As she stands at the door of their home in Qaziana on the outskirts of Ayodhya, 10-year-old Hiba waits for her father to return from work. The last time she saw him was at 7.30 am yesterday when he got into his jeep and headed for Faizabad to do his daily taxi runs.
What Hiba doesn’t know is that her father, Syed Rehan Ahmed, may not return home for a long, long time: the jeep has been blown up and Rehan, held for driving five heavily armed terrorists to the disputed Ayodhya site, is being grilled by every intelligence agency, especially after they learnt he had a passport.
Syed Tauhid Ahmed, Rehan’s father-in-law, told The Indian Express that two Intelligence men came home this morning and asked for Rehan’s passport. ‘‘I gave them the passport. They probably want to see where all has he travelled. Rehan used to work in Damman in Saudi Arabia until four years ago. After his father died, he returned home and bought the jeep. He ran a taxi and that’s what has kept this family going,’’ Ahmed said.
Senior police officials said that Rehan, during his interrogation, maintained he had no idea about the identity of the men he picked up from the taxi-stand in Faizabad.
Police have also held another jeep driver on the basis of information that the terrorists may have come to Faizabad from Akbarpur. But their focus now is on Rehan’s passport and they will be ‘‘looking at it very carefully.’’
At Rehan’s home in Qaziana, the family is in a state of shock. ‘‘I am told he jumped out of the jeep once he realised what these men were upto. He raised an alarm, even alerted some policemen. The militants even took away his cellphone. We kept trying his number, it wasn’t working. We are not being allowed to meet him. If you manage to speak to him, do let us know,’’ said Rehan’s uncle Syed Samshul Hassan.
Father-in-law Tauhid Ahmed said Rehan had a brother in the Army. His father too had served in the Army. Another brother is an engineer. ‘‘His Saudia past is being probed but there’s nothing to it. Even there, he worked as a driver. He returned only because his father died and there was no one at home to take care of the rest. He never went abroad after that. He’s a good man, I only hope they let him off soon,’’ said Tauhid Ahmed. Hiba, meanwhile, continues her vigil at the door.

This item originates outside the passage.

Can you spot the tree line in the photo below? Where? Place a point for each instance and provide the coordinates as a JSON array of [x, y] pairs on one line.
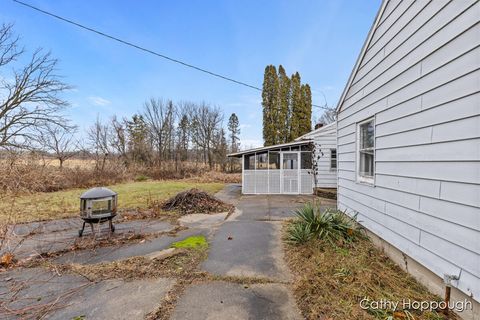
[[287, 106], [161, 132]]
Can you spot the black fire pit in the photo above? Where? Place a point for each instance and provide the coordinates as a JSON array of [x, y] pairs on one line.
[[98, 205]]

Meanwhile, the mystery over the identity of the man who perished in the jeep when it was blown up by militants to breach the metal security fence was solved this afternoon when two women showed up at the blast site and identified a chappal and a watch strap, saying these belonged to their brother-in-law Ramesh Pandey, a local guide who used to escort pilgrims .
‘‘We waited for him the whole of yesterday. We thought he may have gone out of town. We even spoke to his in-laws but they said they had not heard from him. But this is definitely his chappal. Even the watch strap is the same. How will we break this to his wife and mother? He has a four-year-old daughter, what will we do now,’’ wailed Pandey’s sisters-in-law Shakuntala Devi and Pushpa.
An FIR was being filed this evening. A police official said it was possible that the militants picked up Pandey, a local tour guide, to reach Katra Mohallah after dumping the jeep drier, Rehan Ahmed. Pandey ’s home is very close to the site of the blast.